One of Nye's last points was that the standard model of evolution has actually at times predicted archaeological finds, and one of the things that is considered the hallmark of a scientific theory is that it has predictive ability. Nye suggested that Ham's model does not have predictive ability, a challenge that Ham never addressed.

As for weaknesses (apart from the fact that neither debater seemed to me to successfully rebut any claims made by the other), Ham at one point made the claim that science is being forced into a naturalistic mindset, and it needs to be opened to other possibilities. While I agree that alternative theories like creationism need to be considered, I can't say that I'm convinced that there is a value to non-naturalistic science. Nye repeatedly attacked the validity of the Bible by using the "telephone game" metaphor, which implies that the Bible is a translation of a translation of a translation, etc., when in fact each new version of the Bible that is published makes use of better textual evidence than previous ones, and is usually a translation directly from what are considered the best ancient texts.
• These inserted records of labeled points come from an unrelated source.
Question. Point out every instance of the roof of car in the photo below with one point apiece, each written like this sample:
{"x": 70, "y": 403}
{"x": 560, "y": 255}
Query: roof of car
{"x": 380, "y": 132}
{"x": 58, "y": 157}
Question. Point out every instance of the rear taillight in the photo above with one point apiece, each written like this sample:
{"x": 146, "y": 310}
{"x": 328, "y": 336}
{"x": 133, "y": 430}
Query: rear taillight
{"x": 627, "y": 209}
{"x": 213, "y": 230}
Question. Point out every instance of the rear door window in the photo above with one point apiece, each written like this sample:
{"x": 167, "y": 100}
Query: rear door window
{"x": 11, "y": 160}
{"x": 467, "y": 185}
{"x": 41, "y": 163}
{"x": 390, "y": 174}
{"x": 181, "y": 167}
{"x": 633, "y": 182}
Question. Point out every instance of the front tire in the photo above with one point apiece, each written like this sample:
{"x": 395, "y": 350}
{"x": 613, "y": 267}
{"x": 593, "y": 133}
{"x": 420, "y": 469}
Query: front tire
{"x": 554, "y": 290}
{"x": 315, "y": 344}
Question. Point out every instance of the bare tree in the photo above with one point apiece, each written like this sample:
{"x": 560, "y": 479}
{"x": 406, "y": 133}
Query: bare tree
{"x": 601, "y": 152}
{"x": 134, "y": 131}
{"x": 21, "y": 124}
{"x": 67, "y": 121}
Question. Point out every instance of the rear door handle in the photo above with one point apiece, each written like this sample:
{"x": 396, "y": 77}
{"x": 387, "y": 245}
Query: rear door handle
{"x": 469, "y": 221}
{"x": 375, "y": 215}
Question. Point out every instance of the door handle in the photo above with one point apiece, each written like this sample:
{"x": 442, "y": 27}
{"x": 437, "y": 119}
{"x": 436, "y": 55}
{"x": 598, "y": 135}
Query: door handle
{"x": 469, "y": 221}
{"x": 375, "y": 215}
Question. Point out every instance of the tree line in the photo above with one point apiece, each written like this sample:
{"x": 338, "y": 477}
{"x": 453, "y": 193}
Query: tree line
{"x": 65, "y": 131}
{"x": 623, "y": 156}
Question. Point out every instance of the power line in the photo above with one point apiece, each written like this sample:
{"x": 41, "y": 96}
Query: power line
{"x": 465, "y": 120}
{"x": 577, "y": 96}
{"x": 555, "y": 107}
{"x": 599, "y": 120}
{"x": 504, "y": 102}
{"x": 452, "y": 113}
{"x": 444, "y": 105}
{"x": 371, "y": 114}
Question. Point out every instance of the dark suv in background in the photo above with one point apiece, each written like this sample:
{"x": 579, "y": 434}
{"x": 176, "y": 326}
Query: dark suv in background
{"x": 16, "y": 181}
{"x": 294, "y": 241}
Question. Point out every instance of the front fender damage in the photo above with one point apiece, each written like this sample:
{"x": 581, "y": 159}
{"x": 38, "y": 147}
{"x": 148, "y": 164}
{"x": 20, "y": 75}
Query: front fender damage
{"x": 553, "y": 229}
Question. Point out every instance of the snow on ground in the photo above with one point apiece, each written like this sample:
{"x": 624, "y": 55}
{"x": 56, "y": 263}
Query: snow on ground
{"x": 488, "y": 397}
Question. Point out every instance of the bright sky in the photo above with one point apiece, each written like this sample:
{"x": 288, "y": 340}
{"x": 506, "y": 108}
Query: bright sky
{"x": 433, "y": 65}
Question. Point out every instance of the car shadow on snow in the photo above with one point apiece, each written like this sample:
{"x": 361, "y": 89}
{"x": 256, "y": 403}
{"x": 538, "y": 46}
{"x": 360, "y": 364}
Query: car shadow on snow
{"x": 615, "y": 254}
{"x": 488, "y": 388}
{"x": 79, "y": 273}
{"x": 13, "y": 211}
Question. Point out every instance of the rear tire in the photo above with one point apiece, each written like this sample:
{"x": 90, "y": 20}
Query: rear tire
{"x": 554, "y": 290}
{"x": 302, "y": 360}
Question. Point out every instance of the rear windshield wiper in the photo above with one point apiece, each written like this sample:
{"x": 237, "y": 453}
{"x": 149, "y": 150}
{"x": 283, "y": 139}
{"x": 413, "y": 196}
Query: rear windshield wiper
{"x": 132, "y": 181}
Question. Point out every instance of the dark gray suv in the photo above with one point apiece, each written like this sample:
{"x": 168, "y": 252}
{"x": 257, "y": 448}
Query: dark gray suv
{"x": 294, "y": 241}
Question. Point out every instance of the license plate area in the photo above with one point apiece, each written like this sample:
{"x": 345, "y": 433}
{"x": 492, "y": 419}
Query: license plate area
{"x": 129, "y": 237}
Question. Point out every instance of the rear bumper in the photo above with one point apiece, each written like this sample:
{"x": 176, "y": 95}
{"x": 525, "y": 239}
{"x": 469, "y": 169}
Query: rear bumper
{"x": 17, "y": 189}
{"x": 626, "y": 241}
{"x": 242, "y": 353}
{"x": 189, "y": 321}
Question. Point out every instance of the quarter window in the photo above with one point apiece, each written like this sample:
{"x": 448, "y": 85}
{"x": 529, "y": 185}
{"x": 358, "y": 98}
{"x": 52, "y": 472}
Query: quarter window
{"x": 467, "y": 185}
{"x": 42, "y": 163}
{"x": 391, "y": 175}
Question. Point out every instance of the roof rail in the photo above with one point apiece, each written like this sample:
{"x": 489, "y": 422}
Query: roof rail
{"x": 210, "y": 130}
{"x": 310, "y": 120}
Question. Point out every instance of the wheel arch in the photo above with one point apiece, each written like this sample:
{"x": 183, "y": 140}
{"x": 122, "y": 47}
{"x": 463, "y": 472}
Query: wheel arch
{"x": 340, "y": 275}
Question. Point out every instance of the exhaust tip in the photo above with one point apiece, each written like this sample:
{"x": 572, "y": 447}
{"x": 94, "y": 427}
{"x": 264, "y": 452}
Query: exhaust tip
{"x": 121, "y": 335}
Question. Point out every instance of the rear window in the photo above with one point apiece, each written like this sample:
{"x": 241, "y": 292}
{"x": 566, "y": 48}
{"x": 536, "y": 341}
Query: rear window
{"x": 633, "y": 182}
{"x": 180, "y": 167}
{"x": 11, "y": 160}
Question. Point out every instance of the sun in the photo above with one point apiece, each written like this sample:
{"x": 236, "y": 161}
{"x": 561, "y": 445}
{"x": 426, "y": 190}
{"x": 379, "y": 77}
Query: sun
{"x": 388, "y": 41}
In the end, I think both men really knew their stuff well, and presented their own arguments excellently, but like so many debates before, I don't think either of them was at all swayed by the opposing argument, and I bet both men considered themselves the winner. I found it entertaining, but I'm not sure that anything really useful was accomplished on either side.


David Learn said...

The telephone game comparison to the Bible isn't as valid as some skeptics like to claim,but there still is some truth to it.

The Hebrew Scriptures were written in Hebrew and Aramaic, but those aren't teh Scriptures quoted in the Christian books of the Bible. Instead, as I'm sure you're aware, the evangelists and other writers quoted from the Septuagint. The Septuagint was a Greek translation of the older Scriptures, and some of the translation choices were a doozy.

Because we have no idea what qophir wood is, the Septuagint calls it cypress wood. In the book of Job, God refers to some sort of wild beast and asks if Job can tame him. The Hebrew word is unclear; the Greek uses monokeros, a unicorn. And in Isaiah, the prophet declares that the young maiden will bear a son and call him Immanuel. The Hebrew is almah, which has a tertiary (at best) meaning of "virgin"; the Greek word is parthenos, which definitely means virgin, and thus we have the prophecy of a virgin birth that is not clearlt stated in the early MSS.

Compounding the complications of a Semitic language being translated into an Indo-European language to create the Septuagint, we have the entire thing translated from the Semitic texts and the Greek texts into a Germanic language.

It's bound to create some interesting issues. Nye may have played them up for the sake of his argument, but a lot of people like to pretend they're just not their.

Brucker said...

Well, certainly nobody can realistically claim that translation is ever an exact science.

I think it's interesting that there seems to be a lot of difference of opinion on whether the authors of the New Testament spoke Greek or Aramaic as their primary language. As you seem to be indirectly pointing out, that can make a big difference.

As for almah and parthenos, some people have pointed out prophesying that a "young woman" will give birth is not much of a prophecy; that happens every day.